My mother one of ten.
Once, as a child, I met some of my father’s extended family. A step-sister and her children. I think possibly another step-sister too.
I’ve met many of my mother’s siblings, and some of their children too, but seldom, have I been able to entertain them at my house. They mostly live in France, though some still live in India where my mother was born.
Last night was special.
My Auntie Maud’s son, along with his wife and their youngest son are visiting their eldest who has recently moved to Toronto from Bangalore, India. They journeyed west for a couple of days just to visit my mother. Which meant, we got to meet too!
Last night, they came for dinner with my sister and her husband with whom they are staying. We laughed and chatted and shared conversation and sat around the dinner table as families do.

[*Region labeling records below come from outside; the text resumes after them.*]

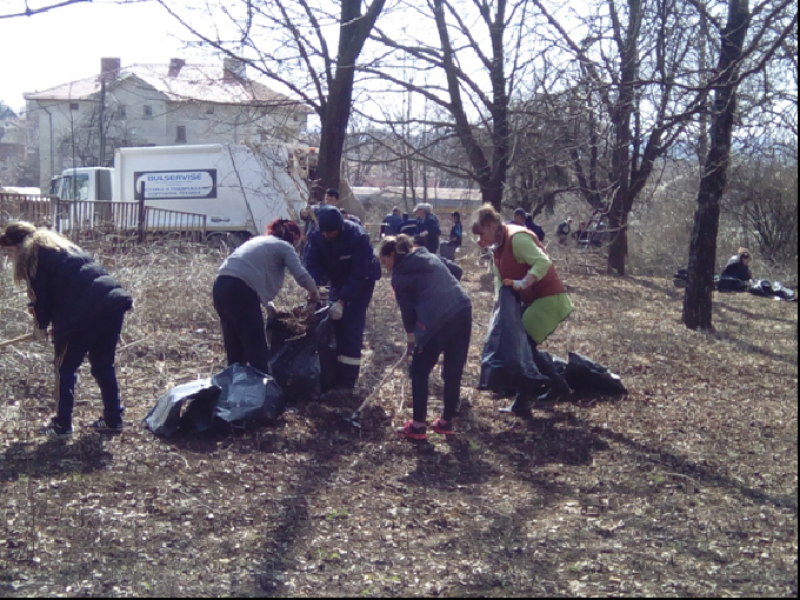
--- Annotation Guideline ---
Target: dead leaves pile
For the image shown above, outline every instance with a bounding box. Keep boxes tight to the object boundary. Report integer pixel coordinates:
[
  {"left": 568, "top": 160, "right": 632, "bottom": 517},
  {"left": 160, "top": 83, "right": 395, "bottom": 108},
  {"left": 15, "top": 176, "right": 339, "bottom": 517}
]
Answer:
[{"left": 0, "top": 241, "right": 798, "bottom": 596}]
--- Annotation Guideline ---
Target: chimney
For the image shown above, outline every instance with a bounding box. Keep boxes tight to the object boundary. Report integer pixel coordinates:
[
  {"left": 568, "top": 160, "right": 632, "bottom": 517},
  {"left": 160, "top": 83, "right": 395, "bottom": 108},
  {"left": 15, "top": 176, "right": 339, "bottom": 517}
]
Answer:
[
  {"left": 100, "top": 58, "right": 120, "bottom": 81},
  {"left": 168, "top": 58, "right": 186, "bottom": 77},
  {"left": 222, "top": 56, "right": 245, "bottom": 83}
]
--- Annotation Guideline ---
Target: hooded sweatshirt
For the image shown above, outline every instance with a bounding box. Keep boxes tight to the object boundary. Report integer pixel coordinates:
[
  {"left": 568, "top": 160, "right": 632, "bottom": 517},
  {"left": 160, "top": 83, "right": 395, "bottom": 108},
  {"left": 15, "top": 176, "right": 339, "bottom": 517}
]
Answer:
[{"left": 392, "top": 248, "right": 472, "bottom": 347}]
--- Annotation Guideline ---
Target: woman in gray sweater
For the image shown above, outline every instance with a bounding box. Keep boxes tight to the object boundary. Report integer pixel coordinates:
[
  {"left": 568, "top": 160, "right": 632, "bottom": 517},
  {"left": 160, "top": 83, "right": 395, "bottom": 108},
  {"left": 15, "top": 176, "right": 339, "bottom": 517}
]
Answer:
[
  {"left": 380, "top": 235, "right": 472, "bottom": 440},
  {"left": 213, "top": 219, "right": 319, "bottom": 373}
]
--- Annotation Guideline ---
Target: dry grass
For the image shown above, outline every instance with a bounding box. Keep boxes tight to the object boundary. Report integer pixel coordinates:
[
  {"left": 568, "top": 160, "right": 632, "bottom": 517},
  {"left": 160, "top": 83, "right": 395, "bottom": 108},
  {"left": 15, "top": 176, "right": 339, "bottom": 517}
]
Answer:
[{"left": 0, "top": 237, "right": 798, "bottom": 597}]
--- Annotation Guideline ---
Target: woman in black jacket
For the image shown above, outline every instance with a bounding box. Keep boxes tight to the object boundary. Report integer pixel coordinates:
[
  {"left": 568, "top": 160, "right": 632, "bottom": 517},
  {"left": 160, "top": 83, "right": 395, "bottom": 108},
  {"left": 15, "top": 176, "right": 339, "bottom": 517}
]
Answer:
[
  {"left": 380, "top": 235, "right": 472, "bottom": 440},
  {"left": 0, "top": 221, "right": 133, "bottom": 439}
]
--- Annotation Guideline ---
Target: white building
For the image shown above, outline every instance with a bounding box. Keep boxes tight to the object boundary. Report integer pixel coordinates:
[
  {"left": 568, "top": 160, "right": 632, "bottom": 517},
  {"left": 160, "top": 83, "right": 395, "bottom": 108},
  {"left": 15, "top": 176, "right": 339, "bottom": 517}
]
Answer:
[{"left": 25, "top": 58, "right": 313, "bottom": 191}]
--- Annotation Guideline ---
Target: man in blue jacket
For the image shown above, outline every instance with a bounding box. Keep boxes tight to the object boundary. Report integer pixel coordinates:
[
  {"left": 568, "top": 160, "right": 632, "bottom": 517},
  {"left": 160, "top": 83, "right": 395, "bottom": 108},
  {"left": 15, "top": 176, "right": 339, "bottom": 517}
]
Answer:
[
  {"left": 305, "top": 206, "right": 381, "bottom": 392},
  {"left": 414, "top": 202, "right": 442, "bottom": 254}
]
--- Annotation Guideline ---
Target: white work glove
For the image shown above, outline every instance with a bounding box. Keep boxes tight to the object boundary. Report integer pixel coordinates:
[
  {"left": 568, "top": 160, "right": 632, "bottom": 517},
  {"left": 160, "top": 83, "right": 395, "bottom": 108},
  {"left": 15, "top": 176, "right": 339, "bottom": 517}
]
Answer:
[{"left": 328, "top": 300, "right": 344, "bottom": 321}]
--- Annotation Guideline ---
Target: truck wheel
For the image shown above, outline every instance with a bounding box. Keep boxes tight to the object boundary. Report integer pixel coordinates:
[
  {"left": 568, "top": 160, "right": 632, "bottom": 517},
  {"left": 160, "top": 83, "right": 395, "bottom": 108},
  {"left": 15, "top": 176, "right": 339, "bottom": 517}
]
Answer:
[
  {"left": 228, "top": 231, "right": 253, "bottom": 249},
  {"left": 206, "top": 232, "right": 228, "bottom": 250}
]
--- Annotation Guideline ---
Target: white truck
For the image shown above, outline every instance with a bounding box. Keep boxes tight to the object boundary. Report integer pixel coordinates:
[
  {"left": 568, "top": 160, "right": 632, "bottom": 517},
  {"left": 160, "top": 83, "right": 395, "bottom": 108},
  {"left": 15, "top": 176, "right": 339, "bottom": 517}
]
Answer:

As I sat and listened and watched and took part, I thought about the strands of family ties that bind us around the world. From Bangalore to Paris, to the south of France to Canada and all around the globe. My mother was the only one of her siblings to move to Canada. Most of the others left in the 1950s shortly after India declared its independence. The city they lived in, Pondicherry, had been under French control for centuries. Suddenly, no longer a French protectorate, those with French passports were given an option. Stay and declare your allegiance to India, or leave.

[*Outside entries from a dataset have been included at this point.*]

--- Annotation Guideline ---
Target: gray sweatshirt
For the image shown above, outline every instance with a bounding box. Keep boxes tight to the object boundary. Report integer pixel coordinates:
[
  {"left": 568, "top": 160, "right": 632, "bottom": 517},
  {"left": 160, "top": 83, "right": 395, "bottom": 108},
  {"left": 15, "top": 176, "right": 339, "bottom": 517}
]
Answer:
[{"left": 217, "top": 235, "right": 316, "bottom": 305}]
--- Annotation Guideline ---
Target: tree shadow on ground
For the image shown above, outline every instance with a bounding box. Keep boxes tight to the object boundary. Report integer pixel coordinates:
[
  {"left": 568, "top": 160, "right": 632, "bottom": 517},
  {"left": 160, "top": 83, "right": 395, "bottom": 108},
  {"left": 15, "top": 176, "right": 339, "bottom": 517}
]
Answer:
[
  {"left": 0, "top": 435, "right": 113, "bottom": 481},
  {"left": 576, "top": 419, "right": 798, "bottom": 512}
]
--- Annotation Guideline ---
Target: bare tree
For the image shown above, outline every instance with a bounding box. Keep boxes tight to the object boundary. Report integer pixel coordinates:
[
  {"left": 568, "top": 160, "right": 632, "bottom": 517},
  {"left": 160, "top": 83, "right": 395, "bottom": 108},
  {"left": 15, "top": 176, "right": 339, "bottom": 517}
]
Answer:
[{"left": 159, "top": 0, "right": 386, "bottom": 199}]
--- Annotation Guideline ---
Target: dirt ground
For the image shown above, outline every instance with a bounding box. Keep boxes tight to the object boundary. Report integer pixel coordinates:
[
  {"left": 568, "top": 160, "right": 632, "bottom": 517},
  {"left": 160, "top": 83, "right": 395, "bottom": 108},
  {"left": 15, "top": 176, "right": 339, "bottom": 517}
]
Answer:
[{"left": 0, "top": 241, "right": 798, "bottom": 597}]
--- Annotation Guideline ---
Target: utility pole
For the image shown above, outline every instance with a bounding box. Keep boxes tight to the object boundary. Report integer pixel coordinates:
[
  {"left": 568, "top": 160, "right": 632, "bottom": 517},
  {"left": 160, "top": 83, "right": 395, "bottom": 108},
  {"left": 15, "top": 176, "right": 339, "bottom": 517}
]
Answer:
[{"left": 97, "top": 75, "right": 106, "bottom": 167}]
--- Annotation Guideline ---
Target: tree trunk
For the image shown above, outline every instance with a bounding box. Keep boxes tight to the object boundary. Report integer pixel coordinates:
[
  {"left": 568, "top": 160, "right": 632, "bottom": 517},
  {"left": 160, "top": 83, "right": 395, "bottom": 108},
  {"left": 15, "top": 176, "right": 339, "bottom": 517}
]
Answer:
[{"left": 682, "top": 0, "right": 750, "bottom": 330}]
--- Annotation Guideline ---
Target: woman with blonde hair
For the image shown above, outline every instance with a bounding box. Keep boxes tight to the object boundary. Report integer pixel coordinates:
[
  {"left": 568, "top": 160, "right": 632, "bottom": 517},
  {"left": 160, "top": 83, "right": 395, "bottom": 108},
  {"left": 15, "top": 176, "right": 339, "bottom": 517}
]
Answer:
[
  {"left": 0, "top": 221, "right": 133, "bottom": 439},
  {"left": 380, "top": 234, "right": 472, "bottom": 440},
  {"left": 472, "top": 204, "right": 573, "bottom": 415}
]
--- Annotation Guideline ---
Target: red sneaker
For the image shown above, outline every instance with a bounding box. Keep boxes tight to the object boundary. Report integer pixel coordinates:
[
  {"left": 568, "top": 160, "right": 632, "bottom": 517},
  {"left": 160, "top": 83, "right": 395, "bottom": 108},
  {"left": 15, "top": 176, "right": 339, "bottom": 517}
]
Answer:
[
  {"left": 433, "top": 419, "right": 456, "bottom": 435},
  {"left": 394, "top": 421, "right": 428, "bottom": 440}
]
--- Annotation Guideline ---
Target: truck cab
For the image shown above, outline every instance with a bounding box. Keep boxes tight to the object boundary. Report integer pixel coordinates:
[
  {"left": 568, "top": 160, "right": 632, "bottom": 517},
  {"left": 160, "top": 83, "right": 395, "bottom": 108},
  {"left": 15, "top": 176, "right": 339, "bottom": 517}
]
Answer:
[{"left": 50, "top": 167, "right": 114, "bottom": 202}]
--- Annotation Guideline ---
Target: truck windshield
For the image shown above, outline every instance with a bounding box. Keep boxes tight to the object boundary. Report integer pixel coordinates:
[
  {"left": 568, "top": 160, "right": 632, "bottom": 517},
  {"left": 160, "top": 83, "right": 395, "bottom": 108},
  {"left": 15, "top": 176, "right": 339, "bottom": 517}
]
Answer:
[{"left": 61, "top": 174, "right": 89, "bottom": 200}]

My mother had already sailed away at the end of the second world war. Her siblings made the same difficult decision to leave their parents behind and most of them, never having lived, or even visited France, chose to adopt Viet Nam as their home. It was a difficult and short-lived decision. Colonial rule was on its way out and the French government handed over their power to the Americans. My mother’s family moved, en masse, to France where the majority continue to live today.
My Auntie Maud and her husband, along with my Auntie Marie-Therese, never left India. It is the land they love. It is their home.
Roots have always fascinated me. With neither of my parents born in Canada, and having spent most of my childhood and into my twenties living outside the country, I have often wondered about my roots, about what makes me Canadian.
Last night, as I looked around the table, I realized that it was there, all around me.
I don’t need to wave a flag, or tattoo a picture of our national animal on my shoulder.
My roots are not found between the blue cover of my passport or whether or not I can sing our national anthem in both official languages.
They are found right there, sitting around the table, sharing stories, sharing each other’s lives.
My family is my roots. My mother, my sisters, my nieces, aunts, uncles, cousins and my two daughters who are at the heart of what enriches my life and fills my soul with meaning, connection, depth. It doesn’t matter that many members have passed on, or that I haven’t met all my cousins and distant relatives, or where in the world we are. It is that we are connected through the invisible ties of family that bind us together all over the globe. And as I continue to add to the web of family ties, the strength of each strand grows more brilliant through the connections we make in tying strands from others lives into ours. C.C. and his son and daughter and his large extended family are all woven into the tapestry of my family, creating brilliant hues where ever we connect.
I am blessed.
I don’t need roots to know where I stand. I simply need to look around the table and know, this is where I belong.